I think I figured out the reason. In your VCF only the sample "S30GY_01" is present.

#CHROM  POS ID  REF ALT QUAL    FILTER  INFO    FORMAT  S30GY_01 

As the control "SA_GN" (?) is missing from the VCF it will not be used to generate the samplot plot commands. I added a new PR to warn about this https://github.com/ryanlayer/samplot/pull/193.

warthmann commented 7 months ago

ahh! thank you for connecting these dots. yes, true, somatic filtering in dysgu returns a vcf with only one sample. Weird that the 2nd sample present in the vcf should be necessary. Is the FORMAT information per sample even used by samplot? I tried to fix it by supplying samplot with "--sample_ids S30GY_01 SA_GN", but same issue. Not sure what to do.
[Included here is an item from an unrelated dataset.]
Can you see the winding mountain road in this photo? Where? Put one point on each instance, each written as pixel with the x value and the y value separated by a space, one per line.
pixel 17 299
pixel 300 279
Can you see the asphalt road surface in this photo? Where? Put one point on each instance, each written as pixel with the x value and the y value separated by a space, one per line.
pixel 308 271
pontushojer commented 7 months ago

ahh! thank you for connecting these dots. yes, true, somatic filtering in dysgu returns a vcf with only one sample. Weird that the 2nd sample present in the vcf should be necessary. Is the FORMAT information per sample even used by samplot?

It is used, this it the reason this is not working ;) All sample need to be defined in the VCF. In this case you need to add the control sample to your existing VCF. The FORMAT field tells if the variant has been called by a sample or not. Since this is somatic calls only the VCF FROMAT fields should be something like this:

#CHROM  POS     ID      REF     ALT     ...    FORMAT  S30GY_01    SA_GN
chr29   2368050 14371   C       <TRA>   ...    GT:..   0/1:...     0/0:...

Note that for the control the genotype is hom-REF.

I tried to fix it by supplying samplot with "--sample_ids S30GY_01 SA_GN", but same issue. Not sure what to do.

--sample_ids is only for specifying BAM names. Say if you have a different BAM file name than your VCF sample you can use this to map the correct name to the correct BAM file.

warthmann commented 7 months ago

ok. still not sure what information from the FORMAT fields samplot is actually using, and hence why its needed for plotting. Besides the positions, the data that gets plotted is from the bam files. As a workaround I am now using samplot vcf --manual_run and then modify the samplot plot commands to plot both samples.

pontushojer commented 7 months ago

Maybe it was unclear above but the FORMAT/GT field is required by samplot vcf. The GT tells if the variant is present in the sample or not. If not i.e. GT is 0/0, it will still be included (depending a bit on how many samples you have in your VCF, by default for each variant up to 6 samples will be included (see --min_entries and --max_entries)) in the plot by labeled "control".

In you case you can just copy all the calls to a new VCF, rename the sample (SA_GN), change the GT field to 0/0 for all and merge this control VCF with the original.

warthmann commented 7 months ago

Hello, no. You were very clear. samplot vcf plots only samples present in the respective vcf file and apparently reads the FORMAT/GT field for each sample. However, it is unclear to me what this information is used for. To me, the expected behavior was that samplot vcf plots all positions from the vcf for up to 6 samples I am providing a sam/bam file for. For a quick workaround I found it easier to modify the samplot plot commands output by samplot vcf --manual_run. I am now checking upstream. Seems that dysgu has genotyping and merging commands to produce the required vcf with both samples.